The serious traffic delays on Old London Road at the junction with Cottonmill Lane have brought a rare unanimity to locals and rat-runners alike. The parlous state of the unassuming building shown in the photo is the cause.
Dating to 1881, this building has an interesting history. It owes its origins to the prospect of the many men constructing the city’s new sewage system spending too much time in the local pubs. Give them somewhere else to go was the idea, somewhere without the temptation of alcohol but with plenty of self-improving literature to read.
The idea originated with Hon. Robert Grimston, brother of the third Earl of Verulam, who later became national secretary of the Navvy Mission Society and later still, vicar of St Michael’s. The building has had various purposes since, a tramps’ rest and light industrial use among them. But is the current construction original?

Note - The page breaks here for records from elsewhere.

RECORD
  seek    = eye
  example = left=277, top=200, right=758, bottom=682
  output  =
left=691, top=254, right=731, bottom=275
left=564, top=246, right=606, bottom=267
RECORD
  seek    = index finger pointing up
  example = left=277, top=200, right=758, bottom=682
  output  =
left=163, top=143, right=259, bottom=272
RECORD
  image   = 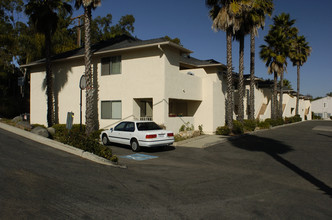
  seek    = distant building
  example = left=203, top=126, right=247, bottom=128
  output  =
left=311, top=96, right=332, bottom=119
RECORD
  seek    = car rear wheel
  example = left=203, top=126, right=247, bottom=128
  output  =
left=130, top=139, right=141, bottom=152
left=102, top=134, right=110, bottom=145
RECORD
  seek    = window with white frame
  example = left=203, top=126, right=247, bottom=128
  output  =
left=101, top=56, right=121, bottom=76
left=101, top=101, right=122, bottom=119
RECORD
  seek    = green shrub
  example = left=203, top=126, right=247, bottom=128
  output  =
left=216, top=125, right=231, bottom=135
left=53, top=124, right=118, bottom=162
left=243, top=120, right=257, bottom=131
left=257, top=120, right=271, bottom=129
left=265, top=118, right=285, bottom=127
left=232, top=120, right=244, bottom=134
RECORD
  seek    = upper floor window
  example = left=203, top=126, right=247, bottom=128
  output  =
left=101, top=56, right=121, bottom=76
left=101, top=101, right=122, bottom=119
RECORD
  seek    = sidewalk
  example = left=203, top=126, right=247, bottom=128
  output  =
left=0, top=122, right=126, bottom=168
left=173, top=134, right=230, bottom=148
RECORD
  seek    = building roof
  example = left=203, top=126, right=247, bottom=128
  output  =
left=21, top=35, right=192, bottom=68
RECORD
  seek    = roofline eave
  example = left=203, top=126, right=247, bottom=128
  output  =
left=20, top=41, right=193, bottom=68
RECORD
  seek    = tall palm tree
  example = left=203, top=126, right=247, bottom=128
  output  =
left=25, top=0, right=72, bottom=127
left=234, top=0, right=252, bottom=123
left=290, top=36, right=311, bottom=115
left=260, top=29, right=287, bottom=119
left=260, top=13, right=298, bottom=118
left=247, top=0, right=274, bottom=120
left=205, top=0, right=240, bottom=129
left=272, top=13, right=298, bottom=118
left=75, top=0, right=101, bottom=134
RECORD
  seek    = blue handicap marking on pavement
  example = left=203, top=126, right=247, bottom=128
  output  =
left=120, top=154, right=158, bottom=161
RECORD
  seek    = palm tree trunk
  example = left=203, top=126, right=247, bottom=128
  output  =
left=238, top=36, right=244, bottom=123
left=249, top=31, right=255, bottom=120
left=84, top=6, right=94, bottom=135
left=295, top=65, right=300, bottom=115
left=271, top=72, right=278, bottom=119
left=45, top=32, right=54, bottom=127
left=226, top=30, right=233, bottom=129
left=278, top=70, right=284, bottom=118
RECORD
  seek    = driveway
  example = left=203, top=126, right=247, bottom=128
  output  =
left=0, top=121, right=332, bottom=219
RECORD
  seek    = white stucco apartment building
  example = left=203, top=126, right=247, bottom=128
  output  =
left=311, top=96, right=332, bottom=119
left=21, top=35, right=311, bottom=134
left=22, top=36, right=226, bottom=133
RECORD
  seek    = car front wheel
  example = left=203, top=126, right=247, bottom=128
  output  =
left=130, top=139, right=140, bottom=152
left=102, top=134, right=110, bottom=145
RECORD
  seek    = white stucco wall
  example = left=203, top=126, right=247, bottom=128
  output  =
left=311, top=96, right=332, bottom=118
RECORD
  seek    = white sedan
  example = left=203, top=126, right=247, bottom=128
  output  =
left=100, top=121, right=174, bottom=152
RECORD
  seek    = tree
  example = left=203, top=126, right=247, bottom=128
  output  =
left=205, top=0, right=241, bottom=129
left=25, top=0, right=72, bottom=127
left=234, top=1, right=251, bottom=123
left=290, top=36, right=311, bottom=115
left=278, top=79, right=293, bottom=90
left=247, top=0, right=274, bottom=120
left=273, top=13, right=298, bottom=118
left=260, top=13, right=298, bottom=119
left=75, top=0, right=101, bottom=135
left=91, top=14, right=135, bottom=44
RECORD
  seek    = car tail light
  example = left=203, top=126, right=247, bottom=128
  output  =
left=145, top=134, right=157, bottom=139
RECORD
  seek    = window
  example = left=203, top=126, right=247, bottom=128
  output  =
left=114, top=122, right=127, bottom=131
left=101, top=56, right=121, bottom=76
left=101, top=101, right=122, bottom=119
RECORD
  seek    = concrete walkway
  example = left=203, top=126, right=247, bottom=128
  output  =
left=0, top=122, right=126, bottom=168
left=173, top=135, right=230, bottom=148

The report of its opening in the Herts Advertiser (3 November 1881 p. 5) describes the building as being of wooden construction with sawdust packed in the wall cavities ‘to secure warmth and prevent draught’. This perilous form of insulation probably explains why bricks have replaced timber in the lower portion. SADC’s Character Statement no. 5a (2003, p. 172) reflects this: the old mission room is “timber clad but altered and in poor repair”. From our cursory study, we remain unsure whether there is anything original about the building.